Voorstel van wet van de leden Stoffer, Inge van Dijk en Ceder inzake Wet invoering rouwverlof.


Volledige tekst

Bij brief van de Voorzitter van de Tweede Kamer der Staten-Generaal van 12 juli 2024 heeft de Tweede Kamer, bij de Afdeling advisering van de Raad van State ter overweging aanhangig gemaakt het voorstel van de leden Stoffer, Inge van Dijk en Ceder tot wijziging van de Wet arbeid en zorg en boek 7A van het Burgerlijk Wetboek BES inzake een wettelijk recht op betaald verlof bij overlijden in gezinssituaties met minderjarige kinderen (Wet invoering rouwverlof), met memorie van toelichting.

Het wetsvoorstel strekt tot wijziging van de Wet arbeid en zorg (Wazo) en boek 7A van het Burgerlijk Wetboek BES. Het voorstel introduceert een wettelijk recht op betaald verlof voor werknemers met een gezin met minderjarige kinderen waarvan een partner of minderjarig kind is overleden, het zogenoemde rouwverlof. Het verlof bedraagt minimaal één keer de arbeidsduur per week.

Het voorstel is opgesteld tegen de achtergrond van het Panteia-onderzoek (zie noot 1) en het advies van de Sociaal-Economische Raad over een nieuw verlofkader (hierna: het SER-advies). (zie noot 2) Op dit moment ontbreekt een specifieke faciliteit voor rouwverlof. In die zin voorziet het wetsvoorstel in een behoefte en kan het een basis zijn van waaruit de werkgever en werknemer in hun onderlinge verhouding verdere maatwerkafspraken kunnen maken over bijvoorbeeld verlof en terugkeer naar het werk. (zie noot 3)

De Afdeling advisering van de Raad van State plaatst daarbij de volgende kanttekeningen. De initiatiefnemers kiezen ervoor een nieuwe verlofregeling te creëren, terwijl er een breed, ook door de initiatiefnemers, gedragen voornemen is om naar aanleiding van het SER-advies het verlofstelsel te vereenvoudigen en daarin te voorzien in een vorm van rouwverlof. Omdat de voorgestelde regeling het huidige stelsel nog complexer maakt dan het al is, roept dit spanning op. Daarnaast ontbreekt in de toelichting een afdoende rechtvaardiging voor het beperken van de doelgroep.

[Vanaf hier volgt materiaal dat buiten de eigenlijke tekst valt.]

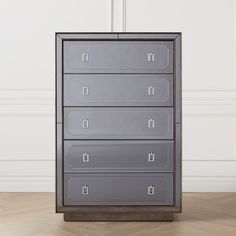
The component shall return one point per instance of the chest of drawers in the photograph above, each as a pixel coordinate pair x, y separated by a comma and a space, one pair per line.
118, 126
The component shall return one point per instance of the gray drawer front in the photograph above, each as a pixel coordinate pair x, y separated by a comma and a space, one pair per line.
118, 90
115, 189
118, 123
118, 156
118, 56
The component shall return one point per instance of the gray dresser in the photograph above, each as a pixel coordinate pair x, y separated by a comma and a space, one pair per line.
118, 126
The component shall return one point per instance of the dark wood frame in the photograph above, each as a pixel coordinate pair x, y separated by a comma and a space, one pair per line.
114, 212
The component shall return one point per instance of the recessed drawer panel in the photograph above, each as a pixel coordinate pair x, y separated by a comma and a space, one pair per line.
118, 56
118, 123
115, 189
118, 90
118, 156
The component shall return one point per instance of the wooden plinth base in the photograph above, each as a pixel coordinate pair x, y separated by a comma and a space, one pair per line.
118, 216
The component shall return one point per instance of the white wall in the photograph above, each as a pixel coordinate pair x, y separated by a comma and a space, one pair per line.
27, 82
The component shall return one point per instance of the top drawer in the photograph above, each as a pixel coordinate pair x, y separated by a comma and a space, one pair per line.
118, 57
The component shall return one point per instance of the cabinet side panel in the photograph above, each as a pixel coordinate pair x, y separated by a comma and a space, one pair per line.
58, 128
178, 80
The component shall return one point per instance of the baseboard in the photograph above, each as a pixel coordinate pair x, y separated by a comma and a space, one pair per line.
47, 184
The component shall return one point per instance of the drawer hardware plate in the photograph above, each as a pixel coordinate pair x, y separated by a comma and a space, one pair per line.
151, 123
151, 157
85, 123
85, 157
85, 189
84, 57
151, 56
85, 90
151, 90
151, 190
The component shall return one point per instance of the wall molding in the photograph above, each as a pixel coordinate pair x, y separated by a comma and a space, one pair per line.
118, 15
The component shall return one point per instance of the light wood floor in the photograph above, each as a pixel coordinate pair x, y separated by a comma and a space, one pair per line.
30, 214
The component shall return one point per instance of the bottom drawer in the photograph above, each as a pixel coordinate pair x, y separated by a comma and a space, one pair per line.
115, 189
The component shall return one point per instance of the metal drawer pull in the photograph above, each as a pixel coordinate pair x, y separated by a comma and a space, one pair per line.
85, 90
151, 123
151, 56
151, 157
84, 57
151, 190
85, 123
151, 90
85, 189
85, 157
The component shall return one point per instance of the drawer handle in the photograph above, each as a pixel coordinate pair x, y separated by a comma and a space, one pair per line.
151, 90
151, 190
85, 123
85, 157
84, 57
85, 90
151, 123
85, 189
151, 157
151, 56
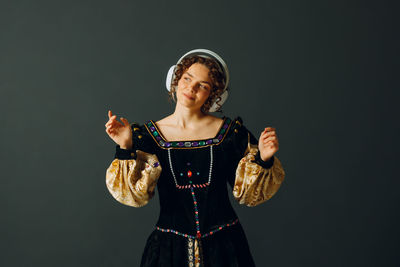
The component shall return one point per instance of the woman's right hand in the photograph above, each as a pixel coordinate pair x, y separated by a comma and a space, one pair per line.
120, 133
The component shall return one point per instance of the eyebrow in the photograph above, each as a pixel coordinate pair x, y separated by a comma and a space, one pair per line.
200, 81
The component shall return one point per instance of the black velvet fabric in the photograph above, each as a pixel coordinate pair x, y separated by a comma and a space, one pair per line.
226, 247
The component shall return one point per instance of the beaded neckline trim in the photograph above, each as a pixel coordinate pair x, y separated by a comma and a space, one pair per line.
163, 143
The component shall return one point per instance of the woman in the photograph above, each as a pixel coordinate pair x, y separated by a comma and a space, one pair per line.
191, 156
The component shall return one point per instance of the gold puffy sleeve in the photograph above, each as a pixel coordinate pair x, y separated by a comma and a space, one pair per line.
132, 181
255, 181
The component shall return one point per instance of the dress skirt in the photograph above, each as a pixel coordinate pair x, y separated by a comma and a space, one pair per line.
225, 248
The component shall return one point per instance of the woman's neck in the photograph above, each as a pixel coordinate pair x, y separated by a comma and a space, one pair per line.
184, 117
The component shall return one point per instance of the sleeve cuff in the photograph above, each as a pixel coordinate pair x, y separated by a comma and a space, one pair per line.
265, 164
121, 153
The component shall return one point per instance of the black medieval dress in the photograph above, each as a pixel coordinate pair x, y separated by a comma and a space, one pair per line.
197, 225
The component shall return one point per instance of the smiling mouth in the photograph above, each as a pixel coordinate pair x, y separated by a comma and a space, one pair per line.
191, 98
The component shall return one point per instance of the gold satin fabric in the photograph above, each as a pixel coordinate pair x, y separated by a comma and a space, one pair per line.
132, 182
254, 184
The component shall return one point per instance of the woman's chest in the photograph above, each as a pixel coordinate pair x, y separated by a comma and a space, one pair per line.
207, 166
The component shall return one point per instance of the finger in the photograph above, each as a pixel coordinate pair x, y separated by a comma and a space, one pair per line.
270, 138
266, 135
125, 121
268, 129
266, 142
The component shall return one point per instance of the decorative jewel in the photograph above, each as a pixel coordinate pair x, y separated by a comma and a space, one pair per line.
218, 228
191, 186
163, 143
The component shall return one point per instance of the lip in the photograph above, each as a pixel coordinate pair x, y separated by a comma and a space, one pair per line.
191, 98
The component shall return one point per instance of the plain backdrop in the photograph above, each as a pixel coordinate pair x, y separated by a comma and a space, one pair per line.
324, 73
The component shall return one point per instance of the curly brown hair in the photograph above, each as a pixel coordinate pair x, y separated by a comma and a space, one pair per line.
215, 73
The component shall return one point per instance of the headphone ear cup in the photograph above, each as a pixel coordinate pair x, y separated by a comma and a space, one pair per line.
170, 77
216, 105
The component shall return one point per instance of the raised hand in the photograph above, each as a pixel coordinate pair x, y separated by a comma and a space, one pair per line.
268, 143
120, 133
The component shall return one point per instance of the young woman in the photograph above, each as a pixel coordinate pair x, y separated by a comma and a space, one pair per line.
191, 156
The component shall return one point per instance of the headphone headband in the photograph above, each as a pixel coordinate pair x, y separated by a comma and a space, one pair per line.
205, 53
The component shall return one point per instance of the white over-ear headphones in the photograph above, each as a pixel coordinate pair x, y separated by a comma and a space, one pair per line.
206, 54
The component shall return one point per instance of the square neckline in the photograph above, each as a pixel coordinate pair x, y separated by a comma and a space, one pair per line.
159, 138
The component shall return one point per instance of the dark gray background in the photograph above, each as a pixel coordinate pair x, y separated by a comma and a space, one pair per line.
324, 73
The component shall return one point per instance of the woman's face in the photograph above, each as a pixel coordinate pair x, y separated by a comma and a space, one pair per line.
194, 86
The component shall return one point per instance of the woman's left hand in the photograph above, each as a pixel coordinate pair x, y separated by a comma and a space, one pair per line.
268, 143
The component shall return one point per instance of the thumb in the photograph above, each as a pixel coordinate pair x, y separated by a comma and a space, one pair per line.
125, 121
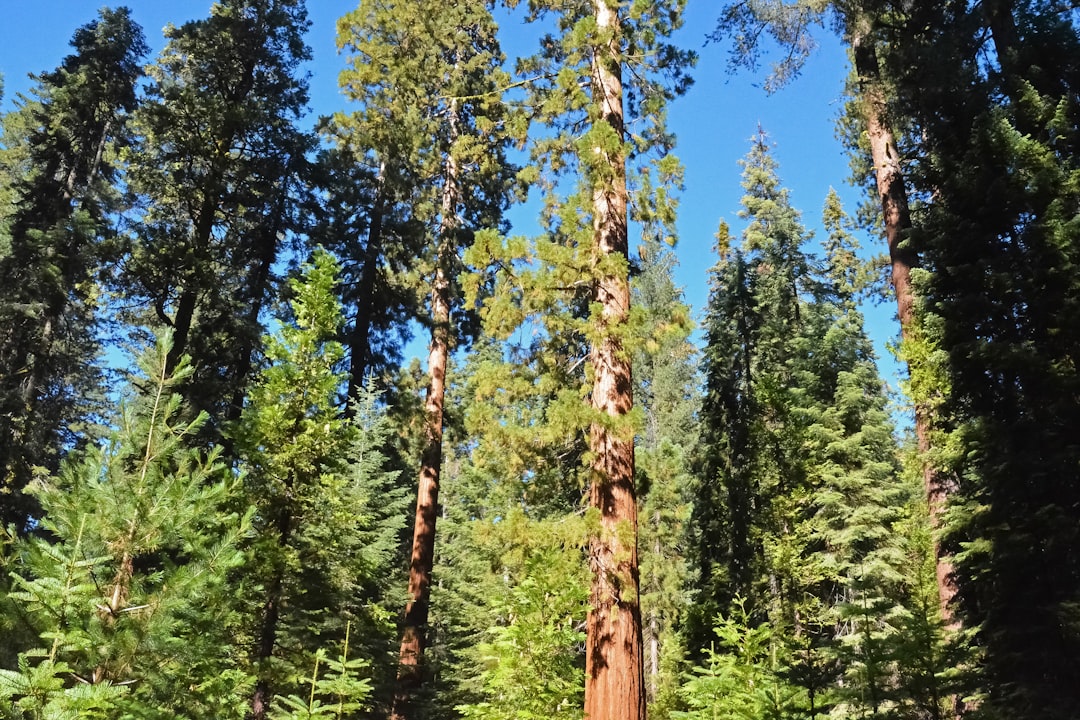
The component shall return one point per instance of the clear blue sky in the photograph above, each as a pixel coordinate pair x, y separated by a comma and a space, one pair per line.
713, 122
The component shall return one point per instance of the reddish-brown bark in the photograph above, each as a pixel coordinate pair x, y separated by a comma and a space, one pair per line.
615, 681
414, 634
898, 221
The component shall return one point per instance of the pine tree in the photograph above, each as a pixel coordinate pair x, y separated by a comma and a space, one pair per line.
602, 131
446, 72
136, 540
326, 511
999, 160
804, 496
217, 171
665, 380
58, 191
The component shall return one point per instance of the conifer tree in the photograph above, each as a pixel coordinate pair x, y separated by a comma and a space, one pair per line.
601, 130
665, 379
217, 171
998, 141
58, 190
444, 66
805, 464
326, 511
127, 592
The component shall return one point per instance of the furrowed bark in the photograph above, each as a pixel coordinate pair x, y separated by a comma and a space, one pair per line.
414, 635
898, 221
615, 682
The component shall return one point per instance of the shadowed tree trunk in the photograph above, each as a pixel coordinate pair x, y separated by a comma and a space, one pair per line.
615, 682
414, 635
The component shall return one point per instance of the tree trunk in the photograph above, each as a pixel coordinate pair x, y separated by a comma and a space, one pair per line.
414, 635
615, 682
898, 222
271, 616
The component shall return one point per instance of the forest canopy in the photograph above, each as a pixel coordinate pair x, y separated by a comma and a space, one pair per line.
232, 485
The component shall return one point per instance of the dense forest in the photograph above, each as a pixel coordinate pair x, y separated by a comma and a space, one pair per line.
229, 489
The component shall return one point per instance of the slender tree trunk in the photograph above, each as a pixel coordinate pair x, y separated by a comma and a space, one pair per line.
898, 222
360, 339
414, 634
615, 681
184, 317
271, 617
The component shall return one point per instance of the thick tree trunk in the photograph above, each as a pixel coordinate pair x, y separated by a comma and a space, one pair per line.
898, 222
414, 634
615, 682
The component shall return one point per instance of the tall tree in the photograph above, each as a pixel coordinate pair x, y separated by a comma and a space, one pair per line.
139, 535
1000, 167
665, 389
217, 172
874, 124
444, 66
59, 175
321, 546
804, 498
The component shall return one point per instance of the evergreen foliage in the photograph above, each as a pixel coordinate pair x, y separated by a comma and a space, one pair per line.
217, 171
326, 511
58, 188
126, 586
228, 542
801, 501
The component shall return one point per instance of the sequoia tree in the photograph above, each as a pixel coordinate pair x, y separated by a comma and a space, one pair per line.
59, 163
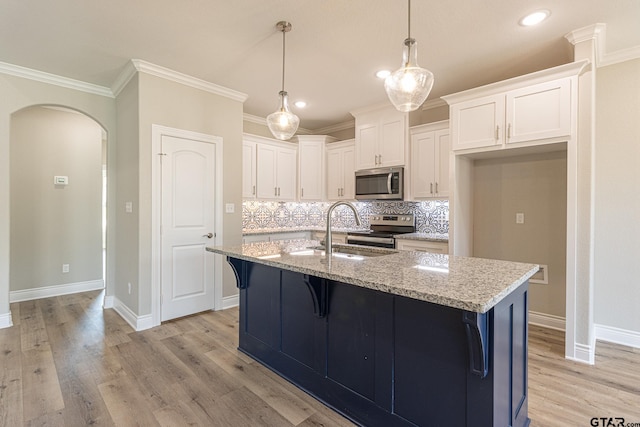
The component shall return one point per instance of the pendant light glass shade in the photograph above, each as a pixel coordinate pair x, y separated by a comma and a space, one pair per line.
283, 124
409, 86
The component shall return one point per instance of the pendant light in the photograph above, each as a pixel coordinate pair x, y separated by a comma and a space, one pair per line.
409, 86
283, 124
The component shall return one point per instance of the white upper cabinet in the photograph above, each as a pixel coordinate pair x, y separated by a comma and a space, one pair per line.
275, 170
430, 153
341, 170
311, 166
535, 109
381, 137
248, 169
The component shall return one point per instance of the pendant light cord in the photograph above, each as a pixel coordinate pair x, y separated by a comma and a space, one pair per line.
283, 55
409, 21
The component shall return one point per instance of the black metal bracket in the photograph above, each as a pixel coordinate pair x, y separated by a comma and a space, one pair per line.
476, 326
237, 267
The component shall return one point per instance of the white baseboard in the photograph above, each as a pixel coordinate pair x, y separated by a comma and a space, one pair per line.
617, 335
547, 320
6, 320
138, 323
231, 301
108, 301
585, 353
55, 290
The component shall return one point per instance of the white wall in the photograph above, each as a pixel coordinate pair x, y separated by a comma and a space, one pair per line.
149, 100
617, 197
52, 225
17, 93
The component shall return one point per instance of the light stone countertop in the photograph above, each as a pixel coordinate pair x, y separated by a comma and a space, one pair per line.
472, 284
429, 237
257, 231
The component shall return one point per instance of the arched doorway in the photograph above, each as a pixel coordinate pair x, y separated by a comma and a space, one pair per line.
58, 202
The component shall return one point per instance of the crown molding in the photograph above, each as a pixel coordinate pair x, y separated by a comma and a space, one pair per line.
434, 103
349, 124
598, 33
175, 76
123, 78
620, 56
52, 79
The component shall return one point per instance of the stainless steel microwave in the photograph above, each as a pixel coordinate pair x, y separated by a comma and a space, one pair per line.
380, 184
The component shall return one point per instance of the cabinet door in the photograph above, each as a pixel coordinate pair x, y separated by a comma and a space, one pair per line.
423, 246
392, 141
248, 170
349, 173
478, 123
311, 170
422, 165
266, 156
538, 112
367, 146
441, 163
286, 174
334, 174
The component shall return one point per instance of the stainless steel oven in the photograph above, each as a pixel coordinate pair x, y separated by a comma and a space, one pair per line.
380, 184
382, 230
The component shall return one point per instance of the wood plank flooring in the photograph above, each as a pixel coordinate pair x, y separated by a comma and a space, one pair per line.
67, 362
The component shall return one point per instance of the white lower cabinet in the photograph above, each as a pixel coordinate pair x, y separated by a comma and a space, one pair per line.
422, 246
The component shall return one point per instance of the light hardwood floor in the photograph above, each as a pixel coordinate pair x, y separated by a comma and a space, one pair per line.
67, 362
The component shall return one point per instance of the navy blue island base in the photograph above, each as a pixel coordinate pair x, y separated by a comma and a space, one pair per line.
387, 360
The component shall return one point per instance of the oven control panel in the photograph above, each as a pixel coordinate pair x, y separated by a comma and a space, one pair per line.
402, 220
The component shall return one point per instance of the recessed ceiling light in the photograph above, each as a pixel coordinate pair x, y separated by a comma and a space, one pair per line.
534, 18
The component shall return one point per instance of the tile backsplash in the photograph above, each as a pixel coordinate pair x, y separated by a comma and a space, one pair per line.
431, 216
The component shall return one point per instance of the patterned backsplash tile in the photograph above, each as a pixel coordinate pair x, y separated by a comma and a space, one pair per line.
431, 216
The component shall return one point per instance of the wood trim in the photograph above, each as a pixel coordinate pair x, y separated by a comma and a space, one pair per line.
55, 290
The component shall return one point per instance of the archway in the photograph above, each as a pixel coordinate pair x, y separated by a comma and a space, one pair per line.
57, 201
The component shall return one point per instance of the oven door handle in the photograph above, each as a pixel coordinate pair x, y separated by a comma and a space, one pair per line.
384, 240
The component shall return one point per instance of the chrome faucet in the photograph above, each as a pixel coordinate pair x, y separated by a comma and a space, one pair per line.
327, 238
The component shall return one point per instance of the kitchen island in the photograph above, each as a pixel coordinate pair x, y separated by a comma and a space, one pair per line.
404, 338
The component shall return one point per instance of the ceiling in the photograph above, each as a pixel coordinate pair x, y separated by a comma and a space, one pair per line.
333, 51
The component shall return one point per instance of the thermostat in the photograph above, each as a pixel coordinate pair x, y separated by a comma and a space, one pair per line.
61, 180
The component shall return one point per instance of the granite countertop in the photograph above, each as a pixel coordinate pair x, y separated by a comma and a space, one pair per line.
472, 284
255, 231
429, 237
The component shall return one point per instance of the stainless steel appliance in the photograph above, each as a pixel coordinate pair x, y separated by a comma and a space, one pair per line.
382, 230
380, 184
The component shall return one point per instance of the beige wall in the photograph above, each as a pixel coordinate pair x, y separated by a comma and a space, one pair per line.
51, 224
617, 196
127, 183
17, 93
171, 104
535, 185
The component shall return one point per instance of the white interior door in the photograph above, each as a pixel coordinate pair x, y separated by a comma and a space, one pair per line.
187, 225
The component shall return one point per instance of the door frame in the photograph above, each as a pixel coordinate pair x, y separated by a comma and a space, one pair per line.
157, 132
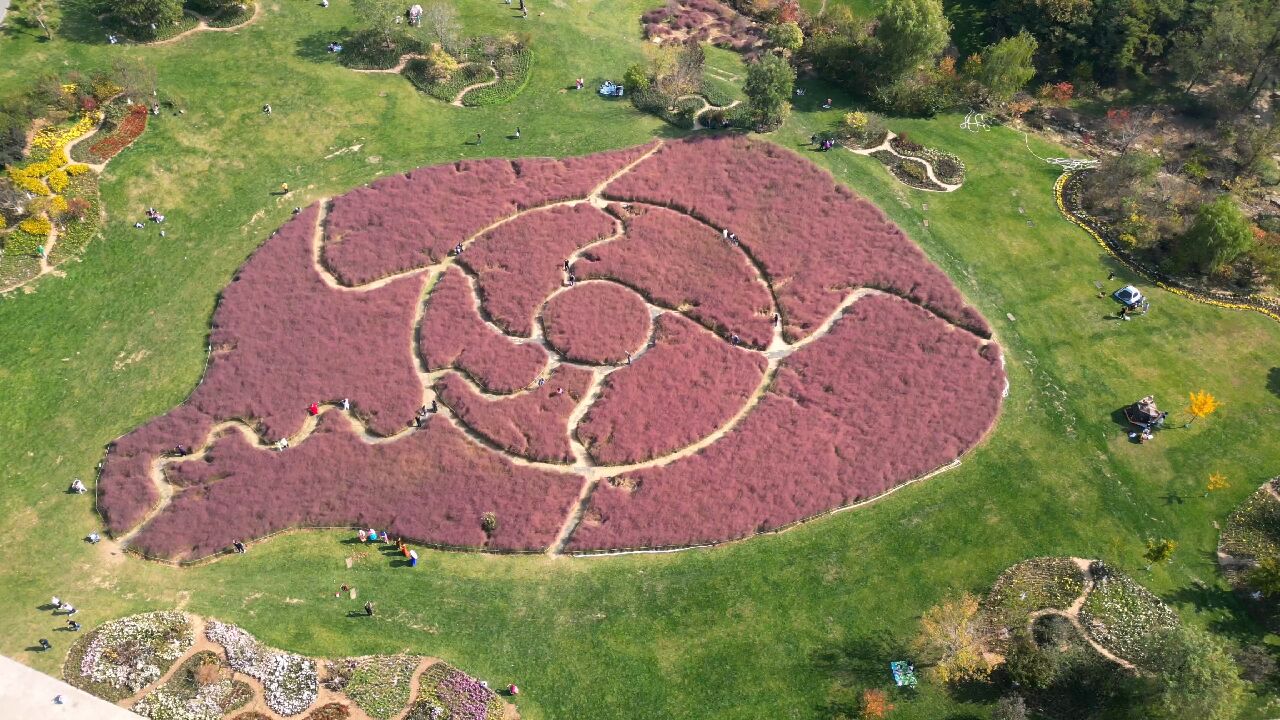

De Afdeling adviseert de noodzaak van de gekozen minimumnorm toereikend te motiveren en de effectiviteit hiervan aan te tonen. Als dat niet mogelijk is, adviseert zij de minimumnorm te heroverwegen.

1. Achtergrond en inhoud van het voorstel

Het wetsvoorstel is onder meer opgesteld tegen de achtergrond van de uitkomsten van een tweetal onderzoeken waarin aandacht is besteed aan rouw en verlies op de werkvloer. Daarbij is ook de vraag betrokken of er ruimte is voor een wettelijk geregeld rouwverlof aangezien het huidige verlofstelsel uit de Wazo niet expliciet voorziet in verlof voor rouw na het overlijden van een dierbare.

a. Panteia-onderzoek en reactie minister
In opdracht van het ministerie van Sociale Zaken en Werkgelegenheid heeft onderzoeksbureau Panteia onderzoek verricht naar de behoeften van werknemers die rouwen om het verlies van een dierbare. (zie noot 4) Kort gezegd is opgemerkt dat maatwerk, begrip en steun voor zowel werkgevers als werknemers van belang is. Een wettelijk geregeld rouwverlof lijkt een te overwegen stap, maar mag niet ten koste gaan van het benodigde maatwerk tussen werkgevers en werknemers, aldus de onderzoekers. (zie noot 5)

De minister heeft de uitkomsten van het onderzoek onderschreven en opgemerkt dat er vaak op een goede manier wordt omgegaan met werknemers met rouw. Maatwerk is uitgangspunt, maar wettelijk geregeld rouwverlof zou een aanvulling kunnen zijn. De minister heeft toegezegd te onderzoeken hoe dat verlof eruit zou moeten zien, voor welke situaties het bedoeld zou kunnen zijn, wie de kosten zou moeten dragen en hoe dit zou kunnen worden ingepast in het huidige complexe verlofstelsel. Wellicht zou rouwverlof een plek kunnen krijgen in een ‘breed maatschappelijk verlof’, aldus de minister. (zie noot 6)

b. Het SER-advies en reactie minister
De SER heeft in een algemeen advies over het huidige verlofstelsel ook aandacht besteed aan de mogelijkheid van rouwverlof. De SER merkte op dat de sociale partners en de maatschappij in het algemeen open staan voor verlof bij rouw, maar dat eenduidigheid in de mogelijkheden om rouwende werknemers te ondersteunen op dit moment ontbreekt. (zie noot 7) In dat verband is geadviseerd om bij het te hervormen verlofstelsel in de pijler ‘persoonlijk verlof’ een faciliteit voor verlof voor rouwende werknemers op te nemen. Deze pijler is namelijk geschikt voor verlofregelingen voor persoonlijke situaties die maatwerk en decentrale afspraken tussen werkgevers en werknemers vereisen. (zie noot 8)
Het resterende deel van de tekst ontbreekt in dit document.